Elles passent de l’état de sociétés savantes dont l’histoire est aujourd’hui connue à celui d’associations chargées de mener une propagande en faveur de la protection animale  et de gérer des structures d’accueil pour les animaux. Cette mission nouvelle leur vaut de mener des missions de service public en lien avec l’Etat puis les collectivités locales.

                                       

Il s’agira d’étudier le rôle des réseaux et de certains individus qui se recrutent indifféremment à la gauche comme à la droite de l’échiquier politique dans la mise en œuvre de ces missions nouvelles.  On analysera à ces fins les cadres du mouvement, ses structures et ses relations avec les pouvoirs publics et la société en  s’interrogeant sur les enjeux philosophiques et éthiques majeurs qui sous-tendent son action.

Axes de recherche
La question animale interroge sur les relations ambivalentes de l’homme à l’animal : l’animal « utile » pour sa chair, sa fourrure, ou l’animal « nuisible », tueur, parasite, ou encore l’animal « ami », substitut à la famille en certaines circonstances. Ces réflexions intellectuelles sont anciennes. Pour R. Delort, dans la présentation de son livre, « Les animaux ont une histoire », « Pendant un bon milliard d’années, les bêtes se sont passées des humains. En revanche, dès son apparition sur Terre, l’homme n’a jamais pu vivre sans les bêtes (…) »[1]. La question animale participe de la socialisation de l’homme et ne constitue donc pas une question secondaire. Au long des siècles, elle soulève passions et controverses. Selon les lieux, les périodes, telle espèce est sacralisée ou diabolisée. Le chat en est l’exemple le plus criant au travers de ses diverses représentations : tantôt bénéfique, comme dans l’antiquité, soutenue probablement par l’utilité de sa lutte contre le rat, tantôt maléfique, considéré comme perfide, cruel, instrument de sorcellerie[2].

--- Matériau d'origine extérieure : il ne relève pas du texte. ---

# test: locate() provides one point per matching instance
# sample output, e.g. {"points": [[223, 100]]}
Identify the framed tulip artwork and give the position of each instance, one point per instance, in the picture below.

C’est dans ce cadre que la notion de protection animale est apparue et s’est développée, sans organisation spécifique. Le concept de protection des animaux est récent. Il émerge au cours du 19ème siècle, en premier lieu en Grande-Bretagne et s’étend à l’Europe. Il s’inscrit en réponse à la violence de la société de l’époque[3]. En cela, la protection animale est partie intégrante de l’histoire sociale. L’objet de la protection animale « n’est pas de remettre en question le principe de l’exploitation (animale), mais avant tout d’en adoucir les modalités (…), le trait essentiel du concept de protection est que l’on protège par définition le faible »[4]Il est donc nécessaire de protéger l’animal, le « frère inférieur »[5]. Cette logique s’inscrit dans les pratiques des philanthropes[6]. En cela, la protection animale, appelée zoophilie à l’époque, se veut une branche de la philanthropie participant à la réforme sociale en améliorant l’homme.

Les premiers protecteurs des animaux des années 1850 en France, sont pour la plupart des gentilshommes, membres actifs de sociétés de bienfaisance ou d’assistance en faveur des déshérités. Après la création de la première société de protection à Londres, le mouvement se structure dans les pays européens. En France, la création de la SPA de Paris a lieu en 1845, d’autres suivent dans certaines grandes villes de province et dans les colonies. Leur objectif consiste à soulager la souffrance des animaux tout en faisant évoluer les mentalités et les pratiques des hommes à leur égard. Acceptant l’idée d’une classification entre animaux utiles et nuisibles, les associations ne développent leur action qu’en faveur des animaux de la première catégorie. Dès leur création, les organisations de protection animale ont une vision spéciste au sens utilisé par Peter Singer, puisqu’elles acceptent l’idée d’une discrimination fondée sur l’appartenance à une espèce et refusent d’étendre « le principe fondamental d’égalité, de considération aux membres des autres espèces »[7].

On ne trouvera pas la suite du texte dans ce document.